City engineers have a definite route they'd like LaSalle Avenue to take -- a nearly straight shot from the site of the new East Main Street Interstate 55 interchange to Route W. The next step in the process is to acquire the land needed for construction.
The Cape Girardeau City Council gave the city engineering department the go-ahead to acquire the easements at Monday night's council meeting. The city is seeking parcels of various sizes from Ryland and Margaret Meyr, Southeast Missouri State University, Nowald Inc., Donald and Joy Froemsdorf, the Norman H. Weiss family trust, and Mark and Dora McDowell.
City engineer Jay Stencel said so far the city has done nothing more than have preliminary meetings with the landowners.
The Southeast Missourian was unable to contact the landowners, but Stencel said he thinks the property acquisition process will run smoothly, because all the land along the corridor is undeveloped.
The property owners all have known for some time the city would seek to acquire property from them for construction, Stencel said.
City manager Doug Leslie said the property owners will most likely see a benefit from the building of LaSalle Avenue, because the land is undeveloped.
"I think the road improvements will greatly improve access out in that area and should enhance property values and be a positive for the entire area," Leslie said.
LaSalle's planned route was determined in December -- the second route proposed. The original route would have disrupted already developed areas, Stencel said, and even may have required the removal of at least one home. Under the old plan, LaSalle Avenue would have been winding like a county road, Stencel said.
Under the new design, LaSalle Avenue will be a much more direct route, capable of safe travel at 45 miles per hour. The first 2,000 feet of the road will be a four-lane, boulevard-style street.
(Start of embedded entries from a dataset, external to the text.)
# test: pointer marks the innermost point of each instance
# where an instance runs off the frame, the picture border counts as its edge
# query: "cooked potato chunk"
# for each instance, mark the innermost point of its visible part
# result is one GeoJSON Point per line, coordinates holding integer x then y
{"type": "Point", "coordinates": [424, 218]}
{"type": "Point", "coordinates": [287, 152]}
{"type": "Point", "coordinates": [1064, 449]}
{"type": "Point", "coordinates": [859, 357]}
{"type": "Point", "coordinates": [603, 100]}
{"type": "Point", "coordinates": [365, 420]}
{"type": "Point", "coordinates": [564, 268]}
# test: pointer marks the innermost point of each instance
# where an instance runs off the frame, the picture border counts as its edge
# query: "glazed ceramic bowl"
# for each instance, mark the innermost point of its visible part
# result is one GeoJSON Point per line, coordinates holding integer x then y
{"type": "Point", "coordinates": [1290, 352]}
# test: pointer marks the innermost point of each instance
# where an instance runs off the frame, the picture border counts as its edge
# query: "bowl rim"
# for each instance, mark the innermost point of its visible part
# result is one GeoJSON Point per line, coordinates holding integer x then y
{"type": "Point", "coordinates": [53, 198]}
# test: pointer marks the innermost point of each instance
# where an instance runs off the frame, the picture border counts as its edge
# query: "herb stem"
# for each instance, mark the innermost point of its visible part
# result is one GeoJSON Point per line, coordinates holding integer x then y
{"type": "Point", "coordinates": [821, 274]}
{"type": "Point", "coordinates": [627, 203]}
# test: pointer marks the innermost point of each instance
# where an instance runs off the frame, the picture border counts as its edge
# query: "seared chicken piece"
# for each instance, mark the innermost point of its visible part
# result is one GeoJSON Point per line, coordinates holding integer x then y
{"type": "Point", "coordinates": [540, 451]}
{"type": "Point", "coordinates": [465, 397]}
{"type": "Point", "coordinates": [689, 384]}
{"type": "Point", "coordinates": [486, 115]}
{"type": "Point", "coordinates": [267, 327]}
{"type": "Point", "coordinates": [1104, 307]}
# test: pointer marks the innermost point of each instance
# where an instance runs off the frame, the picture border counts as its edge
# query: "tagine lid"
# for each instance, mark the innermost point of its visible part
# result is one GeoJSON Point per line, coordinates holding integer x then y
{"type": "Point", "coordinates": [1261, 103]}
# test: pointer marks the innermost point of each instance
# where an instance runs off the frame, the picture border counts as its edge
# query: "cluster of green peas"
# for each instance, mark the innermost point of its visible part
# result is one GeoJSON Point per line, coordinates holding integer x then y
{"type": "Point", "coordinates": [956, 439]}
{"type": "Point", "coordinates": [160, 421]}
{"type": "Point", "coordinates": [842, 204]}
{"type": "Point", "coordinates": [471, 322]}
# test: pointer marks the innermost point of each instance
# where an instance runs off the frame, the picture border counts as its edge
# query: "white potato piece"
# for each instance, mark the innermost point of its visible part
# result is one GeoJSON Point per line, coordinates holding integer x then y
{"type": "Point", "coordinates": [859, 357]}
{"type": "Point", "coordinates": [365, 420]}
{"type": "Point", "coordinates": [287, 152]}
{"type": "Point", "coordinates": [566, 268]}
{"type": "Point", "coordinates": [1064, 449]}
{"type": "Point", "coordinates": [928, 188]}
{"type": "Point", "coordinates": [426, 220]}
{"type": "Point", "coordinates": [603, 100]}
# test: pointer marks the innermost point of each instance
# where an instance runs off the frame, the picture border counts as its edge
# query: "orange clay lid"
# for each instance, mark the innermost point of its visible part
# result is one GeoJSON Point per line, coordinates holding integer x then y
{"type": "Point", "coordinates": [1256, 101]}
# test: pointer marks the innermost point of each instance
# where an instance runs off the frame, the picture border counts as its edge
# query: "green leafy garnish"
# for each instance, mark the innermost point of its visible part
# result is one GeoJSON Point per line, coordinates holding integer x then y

The rest of the nearly two-mile-long route will be two lanes with wide shoulders, but the city is acquiring enough land to later expand the road to four lanes throughout.
Stencel said construction might start by late fall, with completion coinciding with the opening of the new interchange in fall 2008. The design should be completed by August, Stencel said.
The estimated cost of the project, to be paid for through the Transportation Trust Fund, has risen from $3.13 million to $3.5 million due to increases in the price of construction materials tied to rising fuel costs.